2006 role-playing game supplement

Power of Faerûn is a supplement to the 3.5 edition of the Dungeons & Dragons role-playing game.

==Contents==
Power of Faerûn is an accessory for the Forgotten Realms that provides players with suggested tactics and descriptions.of possible pitfalls and opportunities for guiding their player characters to dominance in a campaign set in Faerûn.
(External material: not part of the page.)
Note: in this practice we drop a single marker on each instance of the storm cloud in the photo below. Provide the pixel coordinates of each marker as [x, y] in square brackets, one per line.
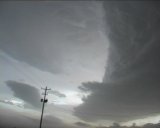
[57, 93]
[26, 92]
[10, 119]
[130, 87]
The book includes adventure ideas and guidelines for detailing ruling courts and other institutions and power groups, as well as handling political struggles, crises, and daily situations in play.

==Publication history==
Power of Faerûn was written by Ed Greenwood and Eric L. Boyd, and published in March 2006. The cover art was by Lucio Parrillo, with interior art by Daarken, Eric Deschamps, Rick Drennan, Ron Lemen, Warren Mahy, William O'Connor, Lucio Parrillo, Francis Tsai, and Franz Vohwinkel.

Ed Greenwood explained that his motivation for working on this book involved "the chance to delve into some of the hitherto-neglected facets of running high-level campaigns, including trade, intrigue, and social matters, and the opportunity to tackle the project alongside Eric L. Boyd, who's a great friend, superb 3.5e designer, and top-notch Realms expert".